Nesta atmosfera (do anti-fascismo) assim como no sentimento de culpa dos não-judeus devido à exploração do Holocausto, encorajaram-se os judeus de minha geração a se imporem culturalmente, olharem com orgulho suas origens, encontrar inspiração literária em suas raízes e se deleitar com a ressurreição de Israel. (….)

Ao invés de me dedicar aos ídolos e paixões, voltei-me para as palavras e argumentos, fazendo parte de uma invasão verbal e desavergonhadamente judaica da cultura americana. Eu estava particularmente satisfeito ao ver que o pior pesadelo dos anti-semitas tinha se tornado verdadeiro: Inspirados em nossa herança de guardiões do Livro, criadores das Leis e contos de história superiores, os judeus na América conseguiram uma influência substancial nas universidades e em todos os meios de comunicação.

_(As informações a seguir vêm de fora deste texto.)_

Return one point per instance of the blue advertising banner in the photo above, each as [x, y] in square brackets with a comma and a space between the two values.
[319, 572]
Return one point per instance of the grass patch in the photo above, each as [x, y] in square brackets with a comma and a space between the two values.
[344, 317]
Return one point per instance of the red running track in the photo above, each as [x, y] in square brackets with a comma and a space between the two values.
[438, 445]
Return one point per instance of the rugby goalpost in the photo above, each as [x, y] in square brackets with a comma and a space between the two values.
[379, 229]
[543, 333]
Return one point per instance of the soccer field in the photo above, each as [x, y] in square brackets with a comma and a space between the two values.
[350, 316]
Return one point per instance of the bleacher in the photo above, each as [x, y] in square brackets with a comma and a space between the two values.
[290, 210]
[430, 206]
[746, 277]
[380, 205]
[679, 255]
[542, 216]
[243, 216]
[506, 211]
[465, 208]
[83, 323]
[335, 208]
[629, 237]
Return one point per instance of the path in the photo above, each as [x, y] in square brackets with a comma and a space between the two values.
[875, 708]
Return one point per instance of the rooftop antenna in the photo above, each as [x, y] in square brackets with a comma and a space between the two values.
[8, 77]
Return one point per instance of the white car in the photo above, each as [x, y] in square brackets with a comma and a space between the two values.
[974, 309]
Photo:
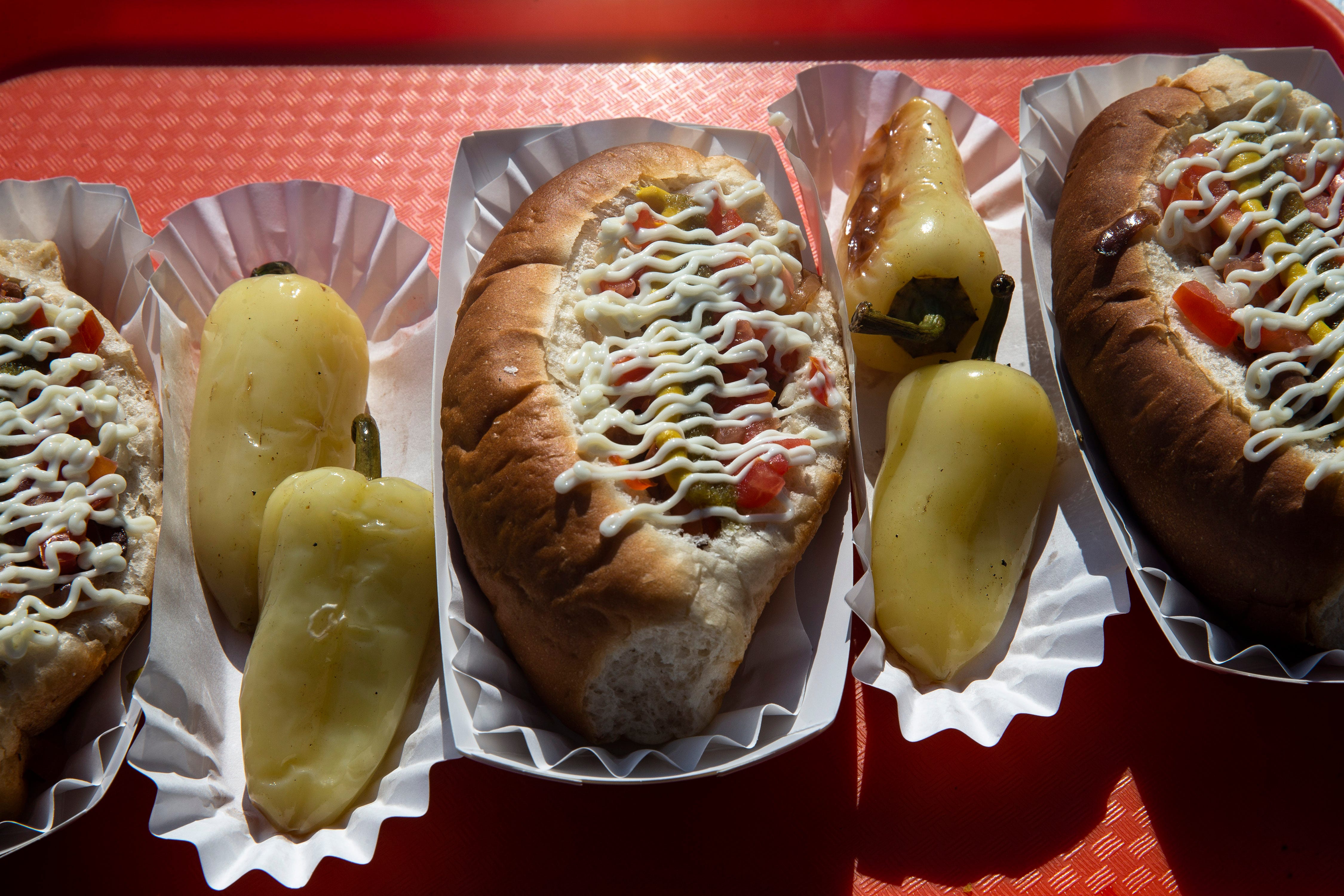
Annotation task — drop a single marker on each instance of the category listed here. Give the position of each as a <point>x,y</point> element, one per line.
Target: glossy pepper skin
<point>349,601</point>
<point>910,211</point>
<point>284,370</point>
<point>971,448</point>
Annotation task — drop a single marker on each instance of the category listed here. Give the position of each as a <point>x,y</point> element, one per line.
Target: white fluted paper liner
<point>1054,113</point>
<point>788,687</point>
<point>99,233</point>
<point>1074,577</point>
<point>191,745</point>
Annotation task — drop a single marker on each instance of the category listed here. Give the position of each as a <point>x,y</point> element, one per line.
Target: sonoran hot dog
<point>646,417</point>
<point>81,484</point>
<point>1206,350</point>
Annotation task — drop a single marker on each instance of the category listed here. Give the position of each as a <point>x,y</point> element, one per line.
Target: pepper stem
<point>869,320</point>
<point>369,457</point>
<point>987,346</point>
<point>273,268</point>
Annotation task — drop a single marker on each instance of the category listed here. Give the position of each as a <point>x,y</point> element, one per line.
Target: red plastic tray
<point>1155,777</point>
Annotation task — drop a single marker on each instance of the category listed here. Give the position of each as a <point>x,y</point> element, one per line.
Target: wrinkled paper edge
<point>191,746</point>
<point>1073,578</point>
<point>466,616</point>
<point>97,229</point>
<point>1053,113</point>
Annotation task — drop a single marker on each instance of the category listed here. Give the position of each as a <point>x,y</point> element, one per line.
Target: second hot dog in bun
<point>1199,311</point>
<point>646,417</point>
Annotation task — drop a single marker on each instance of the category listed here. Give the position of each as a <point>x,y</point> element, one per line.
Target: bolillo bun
<point>635,636</point>
<point>1170,409</point>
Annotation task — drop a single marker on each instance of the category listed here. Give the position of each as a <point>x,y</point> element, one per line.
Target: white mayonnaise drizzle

(….) Dentro de poucos anos após Punch (“Punch” Sulzberger, proprietário do NYT) obter o posto de chefe, iniciou-se uma era onde não somente o Chefe de Redação – A. M. Rosenthal, mas sim todos os redatores, assinalados com destaque no jornal, eram judeus. Na sala dos fundos da redação, essa situação era descrita, sob a aura de um copo de vodka, como sendo uma situação que carecia de diplomacia, mas que mudou gradualmente, sem cotas para cristãos. (….)

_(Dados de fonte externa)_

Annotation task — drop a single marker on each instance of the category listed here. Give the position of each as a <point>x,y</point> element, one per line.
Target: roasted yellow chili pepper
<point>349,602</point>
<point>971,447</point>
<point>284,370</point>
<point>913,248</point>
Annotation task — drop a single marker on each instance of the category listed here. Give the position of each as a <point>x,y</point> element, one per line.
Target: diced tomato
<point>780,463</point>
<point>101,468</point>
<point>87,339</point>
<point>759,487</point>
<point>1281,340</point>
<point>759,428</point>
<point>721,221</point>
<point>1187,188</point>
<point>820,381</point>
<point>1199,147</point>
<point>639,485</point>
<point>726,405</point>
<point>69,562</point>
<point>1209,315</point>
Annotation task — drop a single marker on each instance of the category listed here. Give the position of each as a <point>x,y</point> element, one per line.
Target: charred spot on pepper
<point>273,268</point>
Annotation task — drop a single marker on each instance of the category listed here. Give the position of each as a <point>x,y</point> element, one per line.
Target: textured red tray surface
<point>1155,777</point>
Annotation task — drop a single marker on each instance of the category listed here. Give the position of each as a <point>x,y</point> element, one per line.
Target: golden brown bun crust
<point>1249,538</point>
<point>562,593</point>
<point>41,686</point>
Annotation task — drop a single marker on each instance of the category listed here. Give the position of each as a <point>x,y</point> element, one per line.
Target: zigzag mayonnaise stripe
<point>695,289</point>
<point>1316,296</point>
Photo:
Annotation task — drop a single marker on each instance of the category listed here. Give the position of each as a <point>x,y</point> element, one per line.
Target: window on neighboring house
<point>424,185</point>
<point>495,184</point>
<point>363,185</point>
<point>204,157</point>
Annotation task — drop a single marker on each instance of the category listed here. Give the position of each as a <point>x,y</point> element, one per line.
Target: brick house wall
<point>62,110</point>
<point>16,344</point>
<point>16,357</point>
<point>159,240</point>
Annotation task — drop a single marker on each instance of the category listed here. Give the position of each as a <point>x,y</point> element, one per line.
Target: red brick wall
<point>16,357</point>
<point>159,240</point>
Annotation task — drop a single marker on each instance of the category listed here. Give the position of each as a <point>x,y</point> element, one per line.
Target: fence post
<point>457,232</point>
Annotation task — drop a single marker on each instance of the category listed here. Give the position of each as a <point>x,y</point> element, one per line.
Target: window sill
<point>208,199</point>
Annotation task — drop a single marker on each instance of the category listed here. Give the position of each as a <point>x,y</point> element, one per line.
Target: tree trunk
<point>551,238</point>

O Times não padeceu por muito tempo sob o seu secreto desejo em superar ou negar as suas raízes. A parcialidade fica claramente demonstrada aqui. A origem do cabalístico número de seis milhões — o qual ainda hoje é utilizado como “número simbólico” até por historiadores de renome em relação ao “holocausto” da Segunda Guerra Mundial17 — não se baseia originalmente em nenhum estudo científico sobre as perdas da população judaica. Não devemos nos surpreender, portanto, que estatísticos mundialmente reconhecidos notem que o número real de vítimas, está ainda muito longe de ser esclarecido18.